Availability of Envision predictions

Envision predictions are available for proteins from seven commonly studied organisms: human (N = 20,130), mouse (N = 16,836), fruit fly (N = 3,375), clawed frog (N = 1,704), zebrafish (N = 2,982), worm (N = 3,802), and yeast (N = 8,322). We provide predictions for all 19 alternative amino acids at each position, with batch query and download options available. Along with predictions, features are also available for download.

DISCUSSION

We developed Envision, the first variant molecular effect predictor trained on large-scale mutagenesis data. Envision accurately predicts variant effects in large-scale mutagenesis data withheld from training as well as variant effects from low-throughput experiments. Overall, Envision outperforms other quantitative predictors like SNAP2 and EVmutation in predicting experimentally measured molecular effects. In particular, the quality of Envision predictions is relatively uniform across different amino acid substitutions, whereas other predictors’ accuracy is driven by high performance on some substitutions and poor performance on others. The promise of using large-scale mutagenesis data to develop variant effect predictors is highlighted by the fact that Envision was trained from deep mutational data on only nine proteins, but can outperform established methods that are trained using sparse mutational data on thousands of proteins. As more large-scale mutagenesis data becomes available, Envision will continue to improve.
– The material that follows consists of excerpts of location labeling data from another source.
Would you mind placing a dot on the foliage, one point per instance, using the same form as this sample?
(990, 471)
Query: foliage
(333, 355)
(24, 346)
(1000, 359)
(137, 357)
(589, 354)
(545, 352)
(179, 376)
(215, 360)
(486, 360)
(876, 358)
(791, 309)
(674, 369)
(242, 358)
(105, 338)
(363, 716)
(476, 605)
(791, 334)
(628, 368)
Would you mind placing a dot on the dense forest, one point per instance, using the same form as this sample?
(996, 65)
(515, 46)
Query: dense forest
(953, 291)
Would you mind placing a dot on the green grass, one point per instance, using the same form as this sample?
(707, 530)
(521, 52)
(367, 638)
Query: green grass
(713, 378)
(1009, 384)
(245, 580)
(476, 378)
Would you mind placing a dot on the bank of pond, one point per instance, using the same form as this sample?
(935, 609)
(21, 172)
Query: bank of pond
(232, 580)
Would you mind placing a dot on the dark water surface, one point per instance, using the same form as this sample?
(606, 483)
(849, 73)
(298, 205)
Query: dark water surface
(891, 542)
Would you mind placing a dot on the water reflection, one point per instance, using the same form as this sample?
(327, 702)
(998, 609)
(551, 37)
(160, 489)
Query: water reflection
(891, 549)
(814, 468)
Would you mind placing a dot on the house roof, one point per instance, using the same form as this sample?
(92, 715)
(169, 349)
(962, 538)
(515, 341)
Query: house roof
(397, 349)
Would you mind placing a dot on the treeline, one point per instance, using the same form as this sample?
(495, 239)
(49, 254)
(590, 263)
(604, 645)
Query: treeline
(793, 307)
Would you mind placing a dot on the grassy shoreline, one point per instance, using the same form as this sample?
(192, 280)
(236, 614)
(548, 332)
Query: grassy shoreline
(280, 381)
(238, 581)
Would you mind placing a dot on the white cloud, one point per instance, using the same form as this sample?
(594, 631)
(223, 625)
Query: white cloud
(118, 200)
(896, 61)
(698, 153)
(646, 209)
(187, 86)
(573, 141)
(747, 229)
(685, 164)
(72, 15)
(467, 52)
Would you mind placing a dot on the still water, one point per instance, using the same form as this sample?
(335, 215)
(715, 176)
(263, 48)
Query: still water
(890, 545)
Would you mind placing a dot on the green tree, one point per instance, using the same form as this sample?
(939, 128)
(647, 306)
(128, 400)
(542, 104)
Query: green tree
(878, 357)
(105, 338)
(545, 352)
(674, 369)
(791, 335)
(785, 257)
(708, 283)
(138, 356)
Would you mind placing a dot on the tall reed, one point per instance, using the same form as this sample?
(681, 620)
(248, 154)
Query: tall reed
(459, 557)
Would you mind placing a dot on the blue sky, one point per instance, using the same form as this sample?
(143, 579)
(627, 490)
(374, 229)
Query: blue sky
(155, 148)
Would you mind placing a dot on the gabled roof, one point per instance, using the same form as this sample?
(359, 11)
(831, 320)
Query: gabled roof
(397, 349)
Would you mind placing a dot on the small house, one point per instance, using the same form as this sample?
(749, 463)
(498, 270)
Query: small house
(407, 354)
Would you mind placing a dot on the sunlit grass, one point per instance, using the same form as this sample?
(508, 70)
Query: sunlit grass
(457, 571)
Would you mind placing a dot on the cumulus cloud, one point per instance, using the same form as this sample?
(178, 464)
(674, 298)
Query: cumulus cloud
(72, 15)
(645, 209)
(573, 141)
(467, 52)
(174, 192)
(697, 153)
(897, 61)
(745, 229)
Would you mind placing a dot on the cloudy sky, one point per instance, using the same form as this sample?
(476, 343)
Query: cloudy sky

Envision also has limitations. Envision’s predictions are provided as quantitative scores that range from ~0 to ~1, where scores less than one are damaging as compared to wild-type. Envision can predict the scores of strongly damaging and wild type-like mutations well, but predicts mutations of intermediate effect less well (Supplementary Figure 5). Envision also relies on structural and evolutionary features that are not available for every protein, and predictive performance degraded when these features were missing. Thus, while Envision predictions are available for millions of variants, we recommend caution when key features are missing. The Envision web tool reveals missing features for each prediction.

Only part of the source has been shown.